In late 2011, the owners of the original De Lorenzo’s in Trenton, New Jersey announced that they’d be closing their renowned pizza place after nearly 65 years in business. Although there are outposts on Hamilton Street in Trenton (owned by a different family) and on Route 33 in Robbinsville (owned by the same family), it is the original location — on Hudson Street — that has always garnered the most attention and longest lines.
I made it my mission to visit the original location before it closed. But long story short, they have very limited hours (they’re only open after 4PM a few days a week) and I wasn’t able to make it down to Trenton at those times. So I settled for the second best thing: De Lorenzo’s at 1007 Hamilton Avenue. The good news is, that if you’re reading this, it’s probably still in business and bustling. And if you’re passing through Trenton, you should check it out.
Although I can’t compare the Hamilton Street location to the original, I can compare it to other spots I’ve visited in New Jersey. Although the pies is better here than somewhere like Federici’s (Freehold, NJ), it doesn’t quite live up to that at Star Tavern (Orange, NJ). The Trenton area, and De Lorenzo’s in particular, is know for its tomato pies. I know what you’re thinking — doesn’t all pizza have tomato sauce on it? Legend (or rather a peak in the kitchen) has it that Trenton tomato pies are put together backwards. First cheese and toppings are place on the dough followed by a sauce comprised of seasoned, crushed plum tomatoes. As you might imagine, it’s the sauce which makes these pies special.

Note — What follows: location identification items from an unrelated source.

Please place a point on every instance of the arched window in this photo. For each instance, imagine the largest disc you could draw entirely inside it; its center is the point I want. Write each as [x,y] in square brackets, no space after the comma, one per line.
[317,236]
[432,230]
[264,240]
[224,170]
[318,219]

We ordered three pies: (1) a tomato and cheese pie, (2) a pie with cheese, garlic and asparagus, and a (3) a tomato and cheese pie with half sausage and half mushrooms. Although the asparagus with nothing to rave about, our first pie was solid and the sausage was a nice complement. The mushrooms were cooked well, but I preferred my pie without them. Pies some in two sizes: small — which range from $11-$15 and large — which range from $14-$20. It’s nice that they’ll do half and half, and three small pies were just a little too much for our party of four.
The place itself is no frills — a rectangular space with benches along the walls and tables in the middle. About 50 people can fit inside. With the closing of the original De Lorenzo’s it will be interesting to see how business is impacted at this outpost. On a Tuesday in late December, it was bustling during lunchtime (the original location is closed at lunch anyway) with a 10-15 minutes wait for our party.
While it is certainly worth that wait if you live in the area or are passing through, I’m not sure it warrants a trip all the way to Trenton. Unlike its brethren in New Haven, De Lorenzo’s is not a destination pizza place.